The conference took off on a note of FAO considering ‘every possible alternative’ to end world hunger and malnutrition, given population growth and climate change. The Director General José Graziano da Silvarepeatedly stressed that agricultural biotechnology was not limited to Genetically Modified Organisms (GMO) alone. Though this is true, GMOs dominate the global agri-biotech industry, and are extremely controversial, to say the least. Almost every speaker who spoke afterward stressed the same point so much so that even an unbiased delegate became suspicious of the speaker’s ulterior intentions.

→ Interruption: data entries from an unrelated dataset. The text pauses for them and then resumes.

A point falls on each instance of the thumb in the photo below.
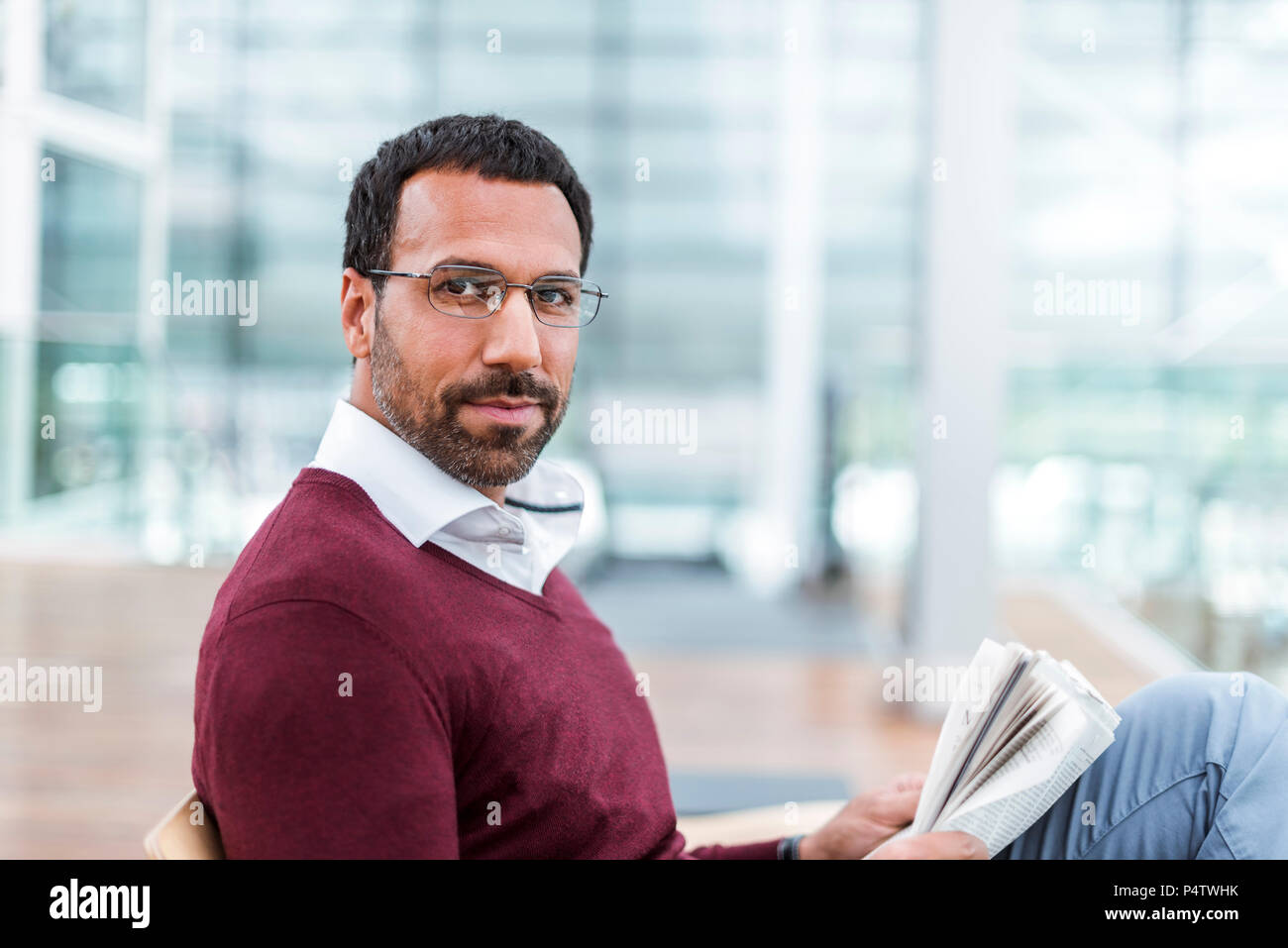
(896, 807)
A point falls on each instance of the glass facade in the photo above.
(1145, 424)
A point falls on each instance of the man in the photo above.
(397, 668)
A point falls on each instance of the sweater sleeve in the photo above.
(747, 850)
(316, 740)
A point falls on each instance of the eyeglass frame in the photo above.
(527, 287)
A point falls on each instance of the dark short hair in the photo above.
(487, 145)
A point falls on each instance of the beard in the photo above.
(433, 427)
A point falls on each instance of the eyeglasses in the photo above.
(476, 292)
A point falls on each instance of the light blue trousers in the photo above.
(1198, 769)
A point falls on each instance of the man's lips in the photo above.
(511, 412)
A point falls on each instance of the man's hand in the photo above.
(871, 818)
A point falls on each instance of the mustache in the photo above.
(509, 385)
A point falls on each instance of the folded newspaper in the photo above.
(1020, 730)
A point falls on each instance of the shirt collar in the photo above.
(417, 496)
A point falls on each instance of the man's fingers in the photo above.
(894, 806)
(945, 845)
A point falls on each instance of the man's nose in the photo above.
(511, 334)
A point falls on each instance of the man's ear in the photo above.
(357, 312)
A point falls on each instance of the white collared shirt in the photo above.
(519, 543)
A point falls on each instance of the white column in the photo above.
(789, 483)
(20, 247)
(964, 329)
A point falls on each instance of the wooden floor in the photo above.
(77, 785)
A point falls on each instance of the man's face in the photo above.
(429, 371)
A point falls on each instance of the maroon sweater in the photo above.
(359, 697)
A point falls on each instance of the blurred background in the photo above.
(969, 316)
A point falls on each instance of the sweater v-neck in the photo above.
(331, 478)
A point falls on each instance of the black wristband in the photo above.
(790, 846)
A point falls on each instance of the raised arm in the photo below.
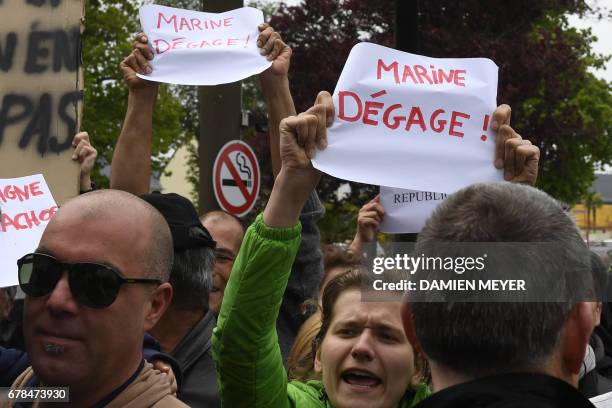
(275, 87)
(517, 156)
(131, 165)
(249, 364)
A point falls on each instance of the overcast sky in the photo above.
(602, 29)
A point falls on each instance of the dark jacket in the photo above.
(194, 355)
(521, 390)
(306, 273)
(594, 382)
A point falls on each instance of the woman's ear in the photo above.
(317, 362)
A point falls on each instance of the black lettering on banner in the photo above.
(67, 100)
(39, 125)
(20, 108)
(8, 116)
(7, 51)
(64, 53)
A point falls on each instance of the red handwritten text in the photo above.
(418, 74)
(26, 220)
(192, 24)
(162, 46)
(374, 113)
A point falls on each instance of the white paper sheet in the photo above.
(407, 210)
(27, 206)
(195, 48)
(369, 143)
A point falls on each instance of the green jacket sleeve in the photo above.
(247, 356)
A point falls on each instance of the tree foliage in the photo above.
(544, 71)
(110, 26)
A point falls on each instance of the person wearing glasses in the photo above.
(96, 283)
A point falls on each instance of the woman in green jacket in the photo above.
(363, 355)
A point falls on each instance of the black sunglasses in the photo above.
(92, 285)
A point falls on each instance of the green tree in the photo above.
(110, 26)
(544, 72)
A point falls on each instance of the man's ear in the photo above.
(159, 300)
(575, 335)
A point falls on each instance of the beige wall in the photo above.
(177, 182)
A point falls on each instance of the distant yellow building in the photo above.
(599, 219)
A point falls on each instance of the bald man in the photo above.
(96, 283)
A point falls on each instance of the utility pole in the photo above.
(407, 25)
(406, 39)
(220, 117)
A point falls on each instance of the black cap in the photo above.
(182, 217)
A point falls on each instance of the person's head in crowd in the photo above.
(361, 347)
(194, 251)
(469, 340)
(7, 296)
(228, 232)
(336, 261)
(96, 283)
(300, 362)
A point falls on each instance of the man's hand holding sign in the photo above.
(407, 210)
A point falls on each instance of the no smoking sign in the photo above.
(236, 178)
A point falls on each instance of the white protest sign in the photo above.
(27, 206)
(407, 210)
(413, 122)
(195, 48)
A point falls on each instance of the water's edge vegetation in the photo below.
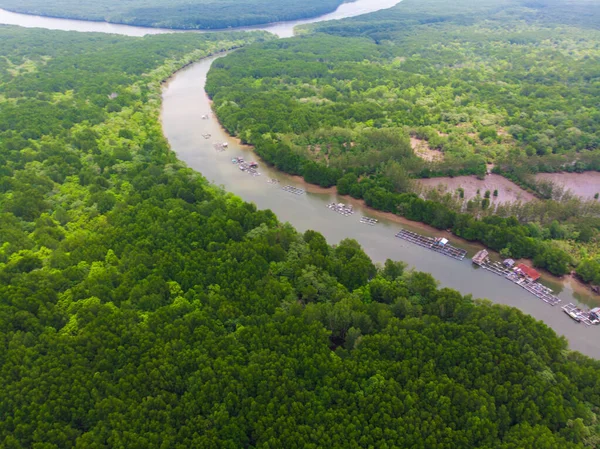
(143, 307)
(504, 83)
(178, 14)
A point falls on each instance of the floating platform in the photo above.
(369, 221)
(341, 209)
(438, 245)
(578, 315)
(480, 257)
(294, 190)
(245, 167)
(535, 288)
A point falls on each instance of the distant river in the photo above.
(184, 104)
(282, 29)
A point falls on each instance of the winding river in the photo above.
(184, 104)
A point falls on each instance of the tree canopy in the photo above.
(510, 83)
(141, 306)
(184, 14)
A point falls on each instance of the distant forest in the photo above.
(502, 82)
(183, 14)
(142, 307)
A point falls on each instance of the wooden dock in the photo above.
(369, 221)
(294, 190)
(577, 314)
(245, 167)
(535, 288)
(432, 244)
(341, 209)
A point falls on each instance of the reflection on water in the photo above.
(184, 102)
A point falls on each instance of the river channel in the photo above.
(185, 103)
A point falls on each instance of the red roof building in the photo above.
(528, 272)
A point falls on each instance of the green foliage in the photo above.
(196, 14)
(141, 306)
(480, 81)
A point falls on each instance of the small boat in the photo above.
(573, 315)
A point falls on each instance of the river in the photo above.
(281, 29)
(184, 104)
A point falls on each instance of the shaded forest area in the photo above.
(477, 82)
(182, 14)
(141, 306)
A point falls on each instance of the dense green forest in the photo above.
(142, 307)
(184, 14)
(476, 82)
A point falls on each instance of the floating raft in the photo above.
(248, 168)
(293, 190)
(341, 209)
(369, 221)
(535, 288)
(577, 314)
(438, 245)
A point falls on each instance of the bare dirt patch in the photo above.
(585, 185)
(424, 151)
(508, 191)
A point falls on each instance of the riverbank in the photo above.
(583, 292)
(281, 29)
(179, 15)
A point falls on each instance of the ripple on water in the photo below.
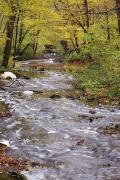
(60, 130)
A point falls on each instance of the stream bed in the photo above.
(71, 140)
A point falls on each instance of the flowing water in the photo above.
(59, 132)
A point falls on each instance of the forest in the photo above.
(59, 89)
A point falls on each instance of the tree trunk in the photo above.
(8, 45)
(118, 14)
(86, 13)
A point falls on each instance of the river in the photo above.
(52, 128)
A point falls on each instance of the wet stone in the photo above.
(55, 96)
(11, 176)
(92, 112)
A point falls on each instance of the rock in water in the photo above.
(5, 142)
(28, 93)
(7, 75)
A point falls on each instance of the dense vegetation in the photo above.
(85, 31)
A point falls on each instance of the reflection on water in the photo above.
(59, 132)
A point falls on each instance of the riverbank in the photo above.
(93, 86)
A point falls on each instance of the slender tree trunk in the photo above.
(108, 28)
(118, 14)
(8, 45)
(86, 9)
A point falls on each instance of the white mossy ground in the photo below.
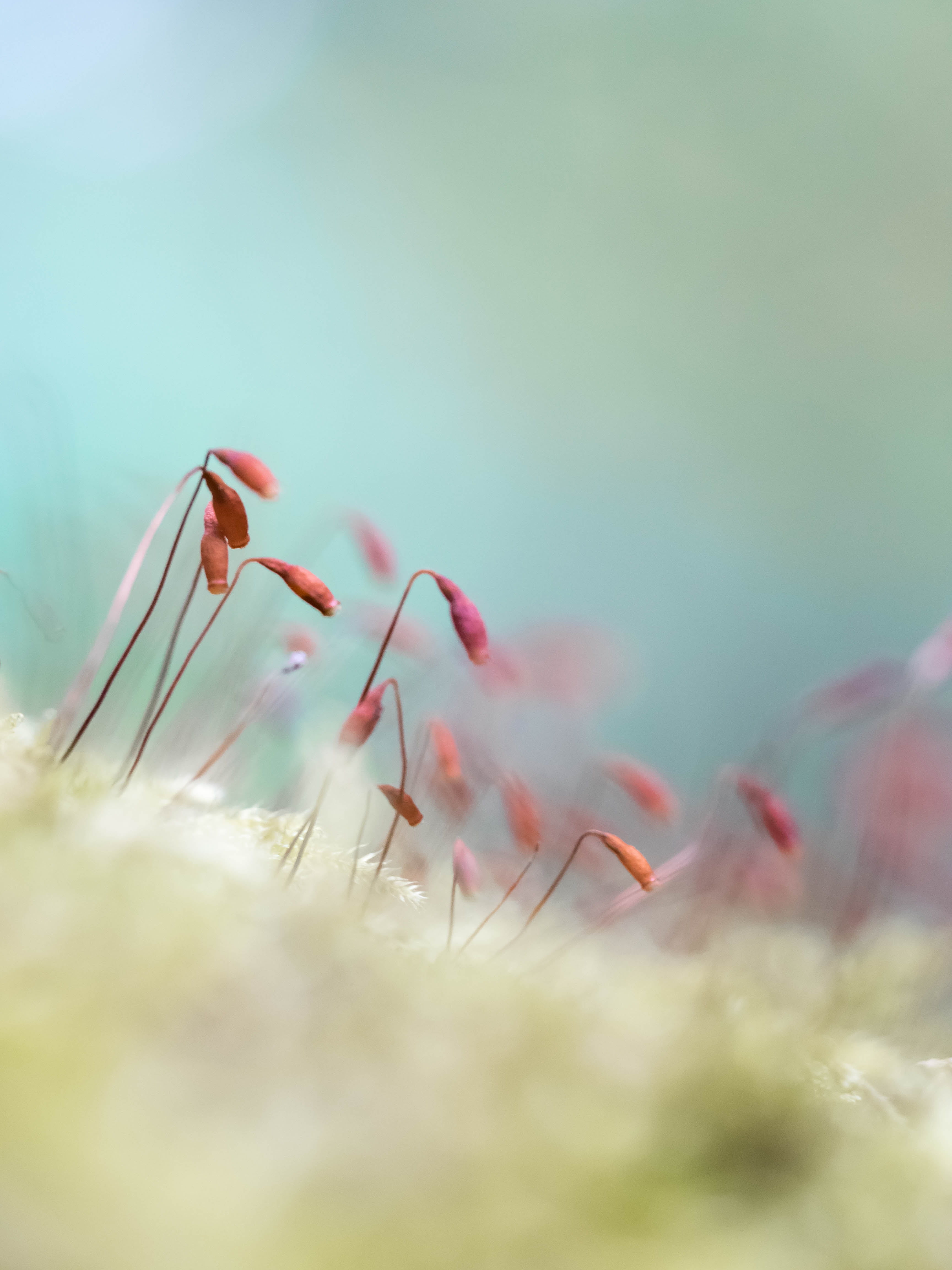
(202, 1069)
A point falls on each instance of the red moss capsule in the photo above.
(402, 803)
(522, 813)
(446, 750)
(376, 550)
(466, 872)
(215, 554)
(305, 585)
(251, 472)
(633, 860)
(466, 619)
(771, 813)
(229, 510)
(644, 787)
(364, 718)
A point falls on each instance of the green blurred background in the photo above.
(636, 313)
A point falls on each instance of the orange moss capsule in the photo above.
(364, 718)
(633, 860)
(229, 510)
(215, 554)
(446, 750)
(251, 472)
(402, 803)
(304, 583)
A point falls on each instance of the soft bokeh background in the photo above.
(636, 312)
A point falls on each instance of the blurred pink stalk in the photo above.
(94, 658)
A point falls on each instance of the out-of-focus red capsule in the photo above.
(644, 787)
(305, 585)
(466, 619)
(522, 813)
(215, 554)
(299, 639)
(633, 860)
(771, 813)
(446, 751)
(402, 803)
(251, 472)
(364, 718)
(229, 510)
(374, 547)
(466, 872)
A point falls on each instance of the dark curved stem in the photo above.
(191, 653)
(563, 872)
(357, 845)
(164, 670)
(390, 630)
(466, 944)
(141, 627)
(403, 765)
(308, 830)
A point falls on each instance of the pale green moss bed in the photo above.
(200, 1067)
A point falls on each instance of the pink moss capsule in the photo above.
(364, 718)
(633, 860)
(305, 585)
(644, 787)
(466, 619)
(466, 872)
(769, 811)
(215, 554)
(522, 813)
(402, 803)
(251, 472)
(377, 553)
(229, 510)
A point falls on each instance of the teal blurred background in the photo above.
(630, 312)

The plenary session consisted of the following Keynote addresses:
1. The state of knowledge in biotechnology, by Louise Fresco, President, Executive Board of Wageningen UR, Wageningen, The Netherlands
2. Towards ending the misplaced global debate on biotechnology, by GebisaEjeta, Distinguished Professor, Purdue University, West Lafayette, United States of America
3. Biotechnologies in action in Brazil, by Maurício Lopes, President, EmpresaBrasileira de PesquisaAgropecuária, Brasília, Brazil
4. Breakthroughs in resource productivity, by Gunter Pauli, Founder, Zero Emissions Research and Initiatives Network, Japan

Out of the 4 speakers, 3 were pro biotech (read GMO) and only the last one, Gunter Pauli, spoke about creating systems and processes that used natural synergies and much more productive than agri-biotech. The same pattern was repeated over the entire conference, with civil society getting only one speaker slot out of more than 80 invited speakers. Of course this was expected as FAO intended it to portray the latest advances in agri-biotech. But what was not expected was the blatant advertising that the industry indulged in. From CropLife International to DuPont Pioneer, Borlaug Institute to IFPRI, they were all there to proclaim that the notorious agri-biotech industry is the only solution to end world hunger and help agriculture adapt to climate change. (Climate change is now the latest excuse these entities are giving to continue selling their extremely climate non-resilient technologies.)

As the conference concluded, there was a call to bridge agricultural biotechnology with agroecology. Anybody who knows anything about agriculture knows this is not possible. Agricultural biotech promotes monoculture, industrial farming, sky-rocketing input costs, concentration of seeds in the hands of a few elite companies, widening of the IPR net and resulting in the farmer becoming a mere pawn in this racket. Agroecology on the other hand is based on mixed cropping, low input costs, family owned farms and seeds, and is dedicated to conserving the fertility of the soil, the natural environment and the sovereign rights of the farmer.  How can the twain meet? And why is FAO being forced to build this impossible and dangerous bridge?

If a bridge must be built, it is the one between farmers of different countries, suffering corporate and many times their Governments’ biased policies. Small farmers practicing Agro-ecology is the best bet we have to feed and cool the planet.